PushDown Automaton (PDA) for L={a^(n)b^(n)c^(n)|n>=1}

Question

I am on a fool's errand trying to construct a Pushdown automaton for the non-context-free language L={a^(n)b^(n)c^(n)|n>=1} and thought of two approaches.

First approach:-

I thought that for every 'a' in string I will push 3 'a' into the stack and for every 'b' in the string, I will pop 2 'a' from the stack now for every 'c' in the string I will still have 1 'a' in the stack.

Problem with the First approach:- the language generated becomes something like this L={a^(p)b^(m)c^(n)| p>=1 and could not determine how m and n can be defined}

Second approach:-

We know that L={ a^(n)b^(m)c^(m)d^(n) | n>=0 } is a context-free language and L={ wxw | w∈(a,b)* } is also context-free language.

So, I thought L={ a^(n)b^(m)b^(m)c^(n) | n>=1 and m=floor((n+1)/2) }

Problem with the Second approach:- don't know if we can calculate floor(n+1/2) in the PDA without disturbing the elements of the stack.

Please help in determining how m and n can be defined in the first approach and how can I find floor((n+1)/2) in the PDA.

JFLAP files available for both if needed.

Answer 1

As Ami Tavory points out, there is no PDA for this language because this language is not context-free. It is easy to recognize this language if you use a queue instead of a stack, use two stacks, or use a Turing machine (all equivalent).

Queue machine:

1. Enqueue as as long as you see as, until you see a b.
2. Dequeue as and enqueue bs as long as you see bs, until you see a c
3. Dequeue bs as long as you see cs.
4. Accept if you end this process with no additional input and an empty queue.

Two-stack PDA:

1. Use the first stack to make sure a^n b^n by pushing a when you see an a and popping a when you see a b;
2. Use the second stack to make sure b^n c^n by pushing b when you see a b and popping b when you see a c;
3. Accept if both stacks are empty at the end of this process.

Turing machine:

1. Ensure a^n ... c^n by replacing each a with A and erasing a matching c;
2. Ensure A^n b^n by erasing matching pairs of A and b;
3. Accept if at the end of this process you have no more A and no more b, i.e., the tape has been completely cleared.

Answer 2

One reason you've not managed to construct a pushdown automaton for this language, is because there isn't any. The Bar Hillel pumping lemma shows this.

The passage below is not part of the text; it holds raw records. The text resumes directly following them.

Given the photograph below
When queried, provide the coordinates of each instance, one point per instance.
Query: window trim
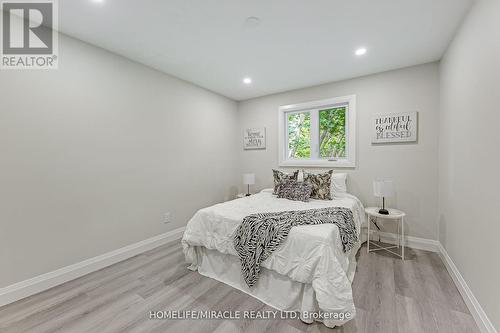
(349, 162)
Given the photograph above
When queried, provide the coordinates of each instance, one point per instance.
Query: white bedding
(311, 254)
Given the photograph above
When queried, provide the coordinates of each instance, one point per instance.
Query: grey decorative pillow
(294, 190)
(281, 177)
(320, 183)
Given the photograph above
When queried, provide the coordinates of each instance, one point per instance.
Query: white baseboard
(48, 280)
(410, 241)
(482, 320)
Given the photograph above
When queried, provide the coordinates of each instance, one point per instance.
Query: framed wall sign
(395, 127)
(254, 138)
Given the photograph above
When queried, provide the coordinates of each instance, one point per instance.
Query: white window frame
(313, 107)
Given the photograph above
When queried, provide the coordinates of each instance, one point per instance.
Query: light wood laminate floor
(416, 295)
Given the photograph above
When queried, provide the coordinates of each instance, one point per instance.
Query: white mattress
(311, 254)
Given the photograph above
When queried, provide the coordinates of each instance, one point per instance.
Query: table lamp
(248, 179)
(383, 188)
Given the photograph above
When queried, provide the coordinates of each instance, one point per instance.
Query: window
(320, 133)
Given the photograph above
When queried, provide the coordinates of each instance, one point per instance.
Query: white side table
(396, 215)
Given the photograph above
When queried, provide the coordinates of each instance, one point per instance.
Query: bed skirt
(273, 289)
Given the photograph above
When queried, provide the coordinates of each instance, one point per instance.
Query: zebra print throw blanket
(259, 235)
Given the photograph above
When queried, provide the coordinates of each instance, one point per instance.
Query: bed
(309, 274)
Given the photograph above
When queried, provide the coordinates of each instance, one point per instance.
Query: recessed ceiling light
(360, 51)
(252, 22)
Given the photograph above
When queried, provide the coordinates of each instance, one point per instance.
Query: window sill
(318, 163)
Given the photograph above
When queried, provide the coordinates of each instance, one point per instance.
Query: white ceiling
(298, 43)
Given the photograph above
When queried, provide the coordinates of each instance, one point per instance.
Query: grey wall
(94, 153)
(413, 167)
(469, 180)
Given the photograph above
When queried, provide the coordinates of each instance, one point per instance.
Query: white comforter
(311, 253)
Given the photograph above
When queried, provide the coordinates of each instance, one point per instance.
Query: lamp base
(383, 211)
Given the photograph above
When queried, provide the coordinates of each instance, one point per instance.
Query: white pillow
(339, 183)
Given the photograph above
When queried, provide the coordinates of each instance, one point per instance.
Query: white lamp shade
(249, 178)
(383, 188)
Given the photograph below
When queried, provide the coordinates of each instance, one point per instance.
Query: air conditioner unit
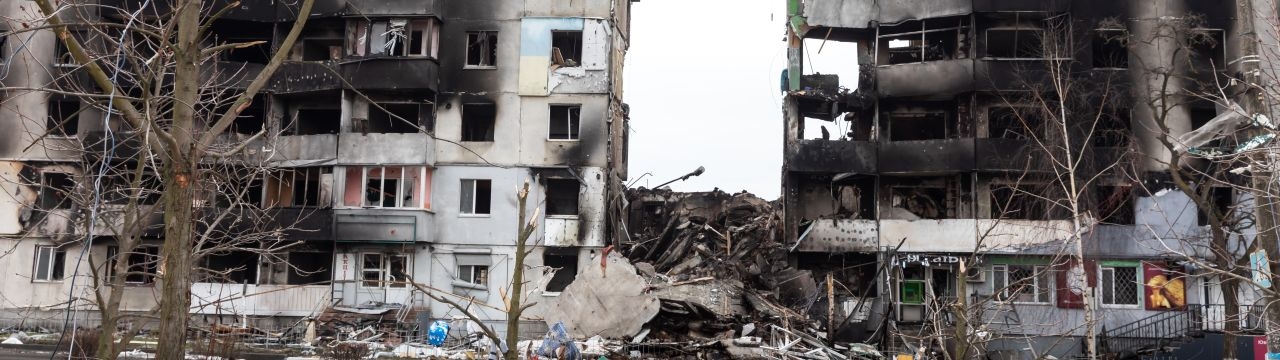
(976, 274)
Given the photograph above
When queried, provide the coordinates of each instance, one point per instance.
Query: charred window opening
(919, 126)
(1221, 200)
(55, 190)
(923, 203)
(392, 118)
(298, 187)
(50, 264)
(1018, 123)
(232, 267)
(310, 267)
(1110, 49)
(562, 196)
(385, 187)
(565, 122)
(141, 264)
(1112, 130)
(481, 49)
(63, 118)
(567, 48)
(315, 122)
(478, 122)
(1207, 50)
(476, 195)
(924, 41)
(1023, 201)
(384, 270)
(1115, 204)
(566, 269)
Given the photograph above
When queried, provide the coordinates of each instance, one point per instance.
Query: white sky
(703, 82)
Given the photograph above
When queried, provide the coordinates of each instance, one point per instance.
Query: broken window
(298, 187)
(384, 269)
(919, 126)
(310, 267)
(566, 269)
(478, 122)
(1221, 200)
(481, 49)
(1115, 204)
(233, 267)
(391, 118)
(565, 121)
(1018, 123)
(63, 118)
(475, 196)
(924, 41)
(474, 274)
(1110, 50)
(387, 187)
(567, 48)
(50, 264)
(55, 190)
(1022, 283)
(562, 196)
(315, 122)
(1119, 285)
(142, 264)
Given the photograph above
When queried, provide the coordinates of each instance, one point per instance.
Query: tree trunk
(179, 176)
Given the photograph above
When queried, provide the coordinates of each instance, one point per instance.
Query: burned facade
(928, 147)
(394, 133)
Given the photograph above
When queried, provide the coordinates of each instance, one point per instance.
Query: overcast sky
(703, 82)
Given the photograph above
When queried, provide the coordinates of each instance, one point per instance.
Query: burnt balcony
(832, 156)
(949, 155)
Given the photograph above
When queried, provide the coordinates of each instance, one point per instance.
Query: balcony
(839, 236)
(561, 231)
(949, 155)
(832, 156)
(385, 149)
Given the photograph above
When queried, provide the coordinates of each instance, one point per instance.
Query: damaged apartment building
(914, 141)
(397, 136)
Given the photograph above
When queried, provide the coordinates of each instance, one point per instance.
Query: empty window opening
(1018, 123)
(478, 122)
(1110, 49)
(1115, 204)
(234, 267)
(1220, 197)
(562, 196)
(384, 270)
(392, 118)
(298, 187)
(315, 122)
(387, 187)
(50, 264)
(55, 190)
(920, 203)
(141, 264)
(919, 126)
(1022, 283)
(567, 48)
(566, 270)
(310, 267)
(475, 196)
(565, 121)
(63, 118)
(1119, 285)
(483, 49)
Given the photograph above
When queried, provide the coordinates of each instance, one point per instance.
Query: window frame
(472, 213)
(574, 124)
(55, 265)
(488, 45)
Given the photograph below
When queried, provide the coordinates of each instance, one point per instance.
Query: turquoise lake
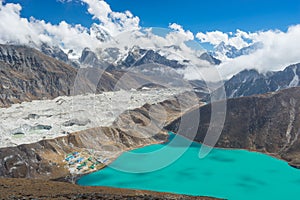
(229, 174)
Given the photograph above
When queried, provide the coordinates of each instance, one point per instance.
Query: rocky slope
(251, 82)
(27, 74)
(46, 159)
(268, 123)
(39, 189)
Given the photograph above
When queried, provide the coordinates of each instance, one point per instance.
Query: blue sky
(195, 15)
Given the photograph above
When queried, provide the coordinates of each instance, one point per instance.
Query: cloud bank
(279, 49)
(122, 29)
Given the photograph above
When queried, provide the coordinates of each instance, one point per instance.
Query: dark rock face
(40, 189)
(27, 74)
(209, 58)
(153, 57)
(54, 52)
(250, 82)
(58, 53)
(89, 58)
(137, 57)
(267, 123)
(232, 52)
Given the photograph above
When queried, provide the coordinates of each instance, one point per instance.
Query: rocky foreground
(37, 189)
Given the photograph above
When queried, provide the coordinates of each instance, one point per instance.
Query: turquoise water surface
(229, 174)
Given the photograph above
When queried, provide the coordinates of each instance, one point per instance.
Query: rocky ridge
(267, 123)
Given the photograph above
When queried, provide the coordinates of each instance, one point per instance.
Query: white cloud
(279, 50)
(112, 22)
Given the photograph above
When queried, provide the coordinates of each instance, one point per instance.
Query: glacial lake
(229, 174)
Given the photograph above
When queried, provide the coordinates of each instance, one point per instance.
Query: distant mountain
(58, 53)
(223, 51)
(27, 74)
(250, 82)
(209, 58)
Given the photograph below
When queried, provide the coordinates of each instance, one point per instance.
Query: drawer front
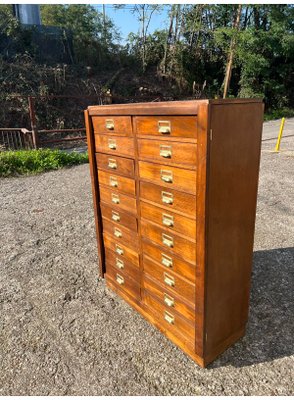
(121, 265)
(171, 200)
(167, 241)
(112, 125)
(121, 234)
(115, 145)
(123, 282)
(168, 298)
(121, 201)
(169, 261)
(124, 252)
(169, 177)
(170, 318)
(119, 165)
(117, 182)
(169, 220)
(118, 217)
(168, 153)
(167, 126)
(169, 280)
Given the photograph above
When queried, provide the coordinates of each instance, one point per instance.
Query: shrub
(36, 161)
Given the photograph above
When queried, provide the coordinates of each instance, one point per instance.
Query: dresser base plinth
(202, 362)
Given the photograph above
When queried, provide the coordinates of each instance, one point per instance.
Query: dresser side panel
(232, 193)
(95, 191)
(201, 222)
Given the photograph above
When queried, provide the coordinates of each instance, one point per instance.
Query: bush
(36, 161)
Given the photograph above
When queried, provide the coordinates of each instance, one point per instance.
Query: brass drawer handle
(165, 151)
(119, 250)
(167, 198)
(167, 240)
(112, 144)
(113, 182)
(117, 233)
(164, 127)
(169, 301)
(169, 280)
(112, 163)
(119, 279)
(119, 263)
(169, 318)
(167, 220)
(115, 198)
(166, 176)
(109, 124)
(166, 261)
(115, 216)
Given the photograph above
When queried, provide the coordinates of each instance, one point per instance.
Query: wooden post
(277, 148)
(31, 101)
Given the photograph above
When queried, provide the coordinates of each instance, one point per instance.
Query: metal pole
(32, 112)
(277, 148)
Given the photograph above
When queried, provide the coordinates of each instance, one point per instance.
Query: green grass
(26, 162)
(278, 114)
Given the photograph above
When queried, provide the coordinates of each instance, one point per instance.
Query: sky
(127, 22)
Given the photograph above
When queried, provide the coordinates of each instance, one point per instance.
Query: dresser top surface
(187, 107)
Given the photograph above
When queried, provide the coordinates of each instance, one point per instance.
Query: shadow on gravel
(269, 334)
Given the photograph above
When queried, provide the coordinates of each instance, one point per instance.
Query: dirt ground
(63, 332)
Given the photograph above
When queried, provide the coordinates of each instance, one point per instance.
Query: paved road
(62, 332)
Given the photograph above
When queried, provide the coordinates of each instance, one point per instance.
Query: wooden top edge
(187, 107)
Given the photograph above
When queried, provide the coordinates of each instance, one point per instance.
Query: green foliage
(190, 52)
(36, 161)
(280, 113)
(93, 35)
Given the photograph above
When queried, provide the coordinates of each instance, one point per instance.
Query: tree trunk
(168, 38)
(231, 52)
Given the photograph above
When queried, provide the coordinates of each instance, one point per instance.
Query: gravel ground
(63, 332)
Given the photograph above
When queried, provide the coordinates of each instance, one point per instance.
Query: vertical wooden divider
(137, 178)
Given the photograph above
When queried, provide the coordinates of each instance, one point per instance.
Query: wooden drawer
(168, 297)
(169, 317)
(119, 165)
(111, 125)
(115, 145)
(172, 242)
(118, 217)
(121, 201)
(169, 261)
(167, 126)
(114, 260)
(120, 249)
(169, 280)
(183, 154)
(168, 220)
(117, 182)
(172, 200)
(169, 177)
(123, 282)
(121, 234)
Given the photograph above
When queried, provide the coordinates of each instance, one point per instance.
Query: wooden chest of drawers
(174, 188)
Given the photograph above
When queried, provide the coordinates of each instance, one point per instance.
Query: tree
(144, 13)
(93, 33)
(231, 51)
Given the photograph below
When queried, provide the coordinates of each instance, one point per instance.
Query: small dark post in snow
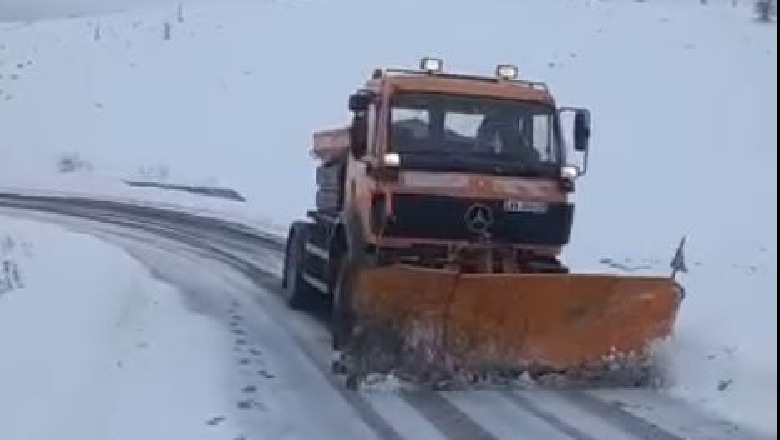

To outline the proof, suppose it can be done. Then, for some p, each string larger than p can be partitioned to uvwxy, s.t.,

• |vwx| < p

• |vx| > 1

• uvⁿwxⁿy is also accepted by the automaton, for any n.

The first rule implies that vwx can't span the three regions, only at most two (for large enough strings). The second and third rules now imply that you can pump so that the un-spanned region is smaller than the at least one of the other regions.